以下は僕が勝手にこの小説をそう感じたというだけですので、偏った感想になっていると思います。

最初の場面は弓を使っていることから旧石器時代~古墳時代あたりなのでしょうか。昇は集落にいた男に、ここは天かと尋ねます。男は、自分にとってはここが(恐らくその時代に生きる者にとっては)天だと言います。昇はそこからさらに坂を登って行き、文明がどんどん進んでいく中、各時代の集落や都市を巡っていきます。
各々の時代に生きる人々から、それぞれの宗教観、天に対する考え方、幸福とは何か、ここは天国か(天国のように感じられる環境か)尋ねていきます。

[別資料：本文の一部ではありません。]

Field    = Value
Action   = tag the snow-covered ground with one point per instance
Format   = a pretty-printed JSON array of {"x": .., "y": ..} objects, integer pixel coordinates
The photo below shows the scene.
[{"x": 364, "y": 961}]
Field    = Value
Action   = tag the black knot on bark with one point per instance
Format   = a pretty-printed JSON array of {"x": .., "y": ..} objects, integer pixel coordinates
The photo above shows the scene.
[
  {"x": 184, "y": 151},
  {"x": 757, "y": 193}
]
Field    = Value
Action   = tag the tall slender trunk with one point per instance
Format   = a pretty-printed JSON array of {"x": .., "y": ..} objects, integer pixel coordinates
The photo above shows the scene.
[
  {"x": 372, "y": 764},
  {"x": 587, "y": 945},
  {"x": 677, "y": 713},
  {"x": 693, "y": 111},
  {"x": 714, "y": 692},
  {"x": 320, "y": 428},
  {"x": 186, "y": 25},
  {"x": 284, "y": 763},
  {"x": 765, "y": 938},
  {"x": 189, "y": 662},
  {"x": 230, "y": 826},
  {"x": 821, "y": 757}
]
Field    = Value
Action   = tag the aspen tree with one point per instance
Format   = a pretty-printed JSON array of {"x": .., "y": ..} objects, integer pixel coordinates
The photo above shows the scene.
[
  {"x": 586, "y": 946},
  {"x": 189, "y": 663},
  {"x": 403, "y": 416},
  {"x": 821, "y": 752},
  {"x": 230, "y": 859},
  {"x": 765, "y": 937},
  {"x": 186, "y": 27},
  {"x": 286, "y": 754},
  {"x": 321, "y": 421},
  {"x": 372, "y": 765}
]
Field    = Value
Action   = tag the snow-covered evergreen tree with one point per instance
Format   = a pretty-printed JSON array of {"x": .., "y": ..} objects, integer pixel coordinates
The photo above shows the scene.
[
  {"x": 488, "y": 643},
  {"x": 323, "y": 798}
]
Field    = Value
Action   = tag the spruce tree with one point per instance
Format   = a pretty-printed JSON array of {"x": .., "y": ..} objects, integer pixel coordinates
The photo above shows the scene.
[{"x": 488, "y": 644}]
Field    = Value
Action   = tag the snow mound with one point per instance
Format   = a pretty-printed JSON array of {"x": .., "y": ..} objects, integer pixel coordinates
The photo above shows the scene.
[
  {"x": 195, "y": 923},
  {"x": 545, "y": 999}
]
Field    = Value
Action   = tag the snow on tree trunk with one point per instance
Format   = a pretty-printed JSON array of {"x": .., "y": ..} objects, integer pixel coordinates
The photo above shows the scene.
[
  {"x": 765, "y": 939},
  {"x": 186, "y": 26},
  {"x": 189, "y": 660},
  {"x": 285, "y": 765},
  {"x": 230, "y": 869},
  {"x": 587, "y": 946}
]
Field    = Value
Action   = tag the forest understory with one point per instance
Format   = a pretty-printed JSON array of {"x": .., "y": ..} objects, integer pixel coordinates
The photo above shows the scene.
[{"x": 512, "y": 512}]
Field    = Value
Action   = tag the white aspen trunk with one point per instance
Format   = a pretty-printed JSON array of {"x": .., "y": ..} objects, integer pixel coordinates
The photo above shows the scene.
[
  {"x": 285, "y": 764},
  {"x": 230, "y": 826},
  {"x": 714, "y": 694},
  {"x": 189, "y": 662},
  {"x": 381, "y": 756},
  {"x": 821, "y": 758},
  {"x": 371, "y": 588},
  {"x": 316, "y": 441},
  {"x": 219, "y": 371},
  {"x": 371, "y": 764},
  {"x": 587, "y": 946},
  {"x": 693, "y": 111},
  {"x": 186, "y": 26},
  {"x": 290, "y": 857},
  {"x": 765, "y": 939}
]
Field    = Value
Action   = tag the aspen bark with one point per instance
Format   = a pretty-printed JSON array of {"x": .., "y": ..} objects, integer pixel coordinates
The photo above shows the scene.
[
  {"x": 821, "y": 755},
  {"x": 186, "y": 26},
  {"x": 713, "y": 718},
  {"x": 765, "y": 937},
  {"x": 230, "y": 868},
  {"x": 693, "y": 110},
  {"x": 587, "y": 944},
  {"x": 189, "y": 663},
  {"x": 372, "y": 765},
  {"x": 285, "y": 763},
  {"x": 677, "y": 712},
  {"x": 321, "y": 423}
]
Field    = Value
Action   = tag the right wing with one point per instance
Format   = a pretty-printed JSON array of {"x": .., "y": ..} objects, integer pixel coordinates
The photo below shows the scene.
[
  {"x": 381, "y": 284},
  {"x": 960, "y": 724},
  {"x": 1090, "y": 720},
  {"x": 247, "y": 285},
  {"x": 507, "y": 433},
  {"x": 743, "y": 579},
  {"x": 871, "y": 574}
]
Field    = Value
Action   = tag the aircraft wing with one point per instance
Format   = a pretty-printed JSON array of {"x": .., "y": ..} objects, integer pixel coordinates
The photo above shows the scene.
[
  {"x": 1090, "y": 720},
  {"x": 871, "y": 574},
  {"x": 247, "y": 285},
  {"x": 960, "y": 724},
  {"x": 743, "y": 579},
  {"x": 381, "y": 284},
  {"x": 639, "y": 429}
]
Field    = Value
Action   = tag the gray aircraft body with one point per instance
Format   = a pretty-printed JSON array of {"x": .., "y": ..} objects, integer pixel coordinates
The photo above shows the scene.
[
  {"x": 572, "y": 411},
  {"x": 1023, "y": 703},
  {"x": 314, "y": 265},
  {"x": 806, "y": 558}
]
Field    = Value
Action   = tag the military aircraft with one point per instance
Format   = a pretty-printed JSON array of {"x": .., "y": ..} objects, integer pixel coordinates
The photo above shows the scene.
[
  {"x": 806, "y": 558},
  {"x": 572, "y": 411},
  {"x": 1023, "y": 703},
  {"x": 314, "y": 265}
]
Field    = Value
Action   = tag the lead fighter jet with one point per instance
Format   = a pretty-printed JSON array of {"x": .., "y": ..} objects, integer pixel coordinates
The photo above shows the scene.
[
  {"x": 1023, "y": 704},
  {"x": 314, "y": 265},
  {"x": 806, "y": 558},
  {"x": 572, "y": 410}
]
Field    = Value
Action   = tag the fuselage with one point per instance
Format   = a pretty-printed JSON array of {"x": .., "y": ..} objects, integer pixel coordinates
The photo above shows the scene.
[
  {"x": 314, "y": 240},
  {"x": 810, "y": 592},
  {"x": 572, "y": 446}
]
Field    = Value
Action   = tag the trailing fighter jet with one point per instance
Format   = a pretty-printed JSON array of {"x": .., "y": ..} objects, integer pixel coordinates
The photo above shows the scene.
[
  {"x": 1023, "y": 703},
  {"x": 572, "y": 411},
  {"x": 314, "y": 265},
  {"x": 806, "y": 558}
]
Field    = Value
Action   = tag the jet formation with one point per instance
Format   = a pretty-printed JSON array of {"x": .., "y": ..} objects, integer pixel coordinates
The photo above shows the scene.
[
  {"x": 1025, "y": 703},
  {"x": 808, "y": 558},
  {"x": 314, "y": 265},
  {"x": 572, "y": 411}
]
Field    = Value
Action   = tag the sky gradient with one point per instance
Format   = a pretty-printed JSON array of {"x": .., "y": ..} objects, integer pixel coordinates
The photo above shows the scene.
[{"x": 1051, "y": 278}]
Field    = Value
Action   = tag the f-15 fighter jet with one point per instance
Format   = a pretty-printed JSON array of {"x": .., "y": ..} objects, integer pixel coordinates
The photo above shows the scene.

時には文明の退化を望む者たちに行き当たりながら、それぞれの時代の幸福を昇は尋ねていきます。その時代に生きる者の幸福とは何か、その時代に考える天とは何か、自分のいる場所が天だと(あるいは天国のように)思えるか。
読者から見れば歪んだ幸福の形をも、昇は時代の坂を上るという形で見つめていきます。
人類が生きてきた歴史を坂と喩え、そこを登っていくという発想、そしてそれぞれの時代に生きる人の幸福を天と結びつける発想はとても面白かったです。何と言うのでしょう、各々の時代の宗教観や幸福に対する考え方を、昇が見ていくという発想が面白かったです。そして昇が幸福とは何かを考える。『天』という存在が最適化された幸福を個々人に与えてもいいのではないかと。しかし、それぞれの天に対する考え方、幸福に関する考え方が、いささか型どおりになってしまっているのが惜しく感じられました。
そしてニノボルというキャラクターが、言葉遊びというより、どうしてもお題を回収するためだけに現れた存在のように思え、強引さのようなものを感じてしまいました。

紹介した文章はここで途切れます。